Ekonomik kriz başladığı günlerde köşemde ‘’Atlatılır Atlatılır…’’ başlıklı bir yazıya yer vermiştim.
Bu yazıda aynen şu ifadelere yer vermiştim:
’’Atlatılır, atlatılır.. Hem de karamsarlığa kapılmadan fırsatçının, fesatçının, hayının yüzüne yüzüne tükürerek’’
Bir de Diyarbakır’ın Ahmet abisi Ahmet Arif‘in ‘Anadolu’ isimli şiirinden bazı dizeler aktarmıştım.
Orada da şöyle diyordu:
‘’…
Tükür yüzüne celladın,
Fırsatçının, fesatçının, hayının…’’
İşte o fırsatçılar imdi sahnede.
Hem ne ne sahne.
Rollerini öylesine ustaca oynuyorlar ki.
Bir yandan fırsattan istifade yağan zam yağmuru, bir yandan stokçuluk.
Hani kur artışını bahane ediyorlar ya.
Zamlar kuru muru solladı.
Katlamalı geliyor.
Halkın temel gıda ihtiyaçlarından zeytin 30 liraya, 5 kiloluk sıvı yağ 40 liraya dayandı.
‘Kurt puslu havayı sever’ diye bir söz vardır bilen bilir.
Fırsatçılar da ekonomik açıdan ortalığın toz duman olmasını fırsata çevirmenin, küplerini daha fazla doldurmanın peşinde.
Halkı düşündükleri yok.
‘’Nereden ve nasıl daha fazla kazanabilirim’’ hesabını yapıyorlar.
Hangi sektörler mi ?
Ne yazık ki er sektörde maalesef böylesi fırsatçılar var.

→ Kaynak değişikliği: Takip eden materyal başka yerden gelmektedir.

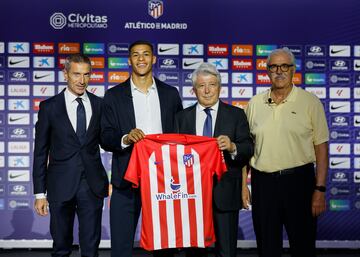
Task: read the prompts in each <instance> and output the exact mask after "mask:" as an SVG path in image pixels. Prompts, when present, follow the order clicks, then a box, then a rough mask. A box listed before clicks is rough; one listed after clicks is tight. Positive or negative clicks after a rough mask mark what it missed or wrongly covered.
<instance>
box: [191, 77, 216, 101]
mask: <svg viewBox="0 0 360 257" xmlns="http://www.w3.org/2000/svg"><path fill="white" fill-rule="evenodd" d="M220 90H221V86H220V85H219V82H218V80H217V78H216V76H214V75H211V74H199V75H198V76H197V77H196V81H195V86H194V92H195V95H196V97H197V99H198V102H199V104H201V105H202V106H203V107H211V106H213V105H214V104H216V102H217V101H218V100H219V95H220Z"/></svg>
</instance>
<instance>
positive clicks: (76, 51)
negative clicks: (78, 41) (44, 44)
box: [59, 43, 80, 54]
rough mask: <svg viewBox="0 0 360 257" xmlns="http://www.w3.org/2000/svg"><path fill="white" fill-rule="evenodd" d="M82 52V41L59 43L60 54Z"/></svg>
mask: <svg viewBox="0 0 360 257" xmlns="http://www.w3.org/2000/svg"><path fill="white" fill-rule="evenodd" d="M76 53H80V43H59V54H76Z"/></svg>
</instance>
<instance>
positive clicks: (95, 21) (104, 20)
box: [50, 12, 108, 29]
mask: <svg viewBox="0 0 360 257" xmlns="http://www.w3.org/2000/svg"><path fill="white" fill-rule="evenodd" d="M107 22H108V17H107V16H106V15H95V14H91V13H85V14H81V13H69V14H64V13H61V12H56V13H53V14H52V15H51V16H50V25H51V26H52V27H53V28H54V29H63V28H72V29H106V28H107V26H108V24H107Z"/></svg>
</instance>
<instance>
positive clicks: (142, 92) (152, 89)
mask: <svg viewBox="0 0 360 257" xmlns="http://www.w3.org/2000/svg"><path fill="white" fill-rule="evenodd" d="M130 86H131V92H132V93H133V92H134V91H139V92H141V93H143V92H142V91H140V90H139V89H138V87H137V86H136V85H135V83H134V81H133V80H132V77H131V78H130ZM149 90H156V83H155V80H154V78H152V84H151V86H150V87H149Z"/></svg>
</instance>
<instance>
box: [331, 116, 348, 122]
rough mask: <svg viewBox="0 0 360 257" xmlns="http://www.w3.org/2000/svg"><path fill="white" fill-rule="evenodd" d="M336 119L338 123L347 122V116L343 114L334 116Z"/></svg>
mask: <svg viewBox="0 0 360 257" xmlns="http://www.w3.org/2000/svg"><path fill="white" fill-rule="evenodd" d="M334 120H335V122H336V123H343V122H345V120H346V118H345V117H343V116H336V117H335V118H334Z"/></svg>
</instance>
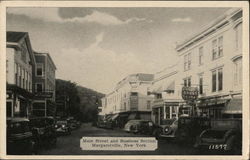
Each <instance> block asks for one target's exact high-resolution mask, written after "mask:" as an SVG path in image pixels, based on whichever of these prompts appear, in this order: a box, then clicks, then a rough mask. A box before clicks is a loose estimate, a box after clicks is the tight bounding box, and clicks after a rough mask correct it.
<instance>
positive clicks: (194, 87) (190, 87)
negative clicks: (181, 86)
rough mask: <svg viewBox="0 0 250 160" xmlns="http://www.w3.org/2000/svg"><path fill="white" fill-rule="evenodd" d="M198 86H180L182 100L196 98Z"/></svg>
mask: <svg viewBox="0 0 250 160" xmlns="http://www.w3.org/2000/svg"><path fill="white" fill-rule="evenodd" d="M198 94H199V91H198V88H197V87H182V98H183V99H184V100H189V101H191V100H196V99H197V98H198Z"/></svg>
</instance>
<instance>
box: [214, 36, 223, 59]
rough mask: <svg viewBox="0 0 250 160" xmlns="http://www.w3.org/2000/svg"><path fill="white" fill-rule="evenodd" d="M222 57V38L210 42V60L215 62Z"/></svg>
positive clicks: (221, 36) (219, 37) (220, 37)
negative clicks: (212, 60)
mask: <svg viewBox="0 0 250 160" xmlns="http://www.w3.org/2000/svg"><path fill="white" fill-rule="evenodd" d="M222 56H223V37H222V36H220V37H219V38H218V39H215V40H213V41H212V59H213V60H215V59H217V58H220V57H222Z"/></svg>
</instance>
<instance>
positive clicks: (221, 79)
mask: <svg viewBox="0 0 250 160" xmlns="http://www.w3.org/2000/svg"><path fill="white" fill-rule="evenodd" d="M222 89H223V72H222V69H219V70H218V90H219V91H221V90H222Z"/></svg>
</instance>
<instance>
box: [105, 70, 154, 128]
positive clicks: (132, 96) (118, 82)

Tabii fırsatçılık bir yana, olması gereken zammı yapmamak için direnenler de var.
Geçen gün fırından ekmek alıyorum.
Ekmek hâla 1 lira.
Konuşturmak için fırıncıya ‘’Siz de zam yapmadınız mı ?’’ diye soruyorum.
‘’Yok abi. Zam için mahalledeki diğer fırıncılar toplanıp geldiler. Ama ben zam yapmayacağımı, sonuna kadar direneceğimi söyledim. Ekmeği dayanabildiğim sürece 1 liradan satmaya devam edeceğim. Vatandaş zaten ekmek dışında bir şey yiyemez duruma geldi. Bir de biz zam yaparsak vay hallerine..‘’
İçimden ‘’Helal olsun sana fırıncı kardeş’’ dedim.
Bunca ellerindeki ürüne zam yapmak için tetikte bekleyen fırsatçı, bunca zam beklentisi ile mallarını stoklayan stokçu varken orta yerde helal olsun sana ve senin gibilere.
Tabii fırsatçılık yapan, stokçuluk yapanlarla mücadele etmek gerek.
Mücadele, sadece devletin ya da kurumların işi değil.
Toplumdaki her bireyin görevi olmalı.
Bu konuda bana necilik olmaz, olmamalı.
Bu badireyi ancak el ele vererek atlatabileceğimizi unutmamalıyız.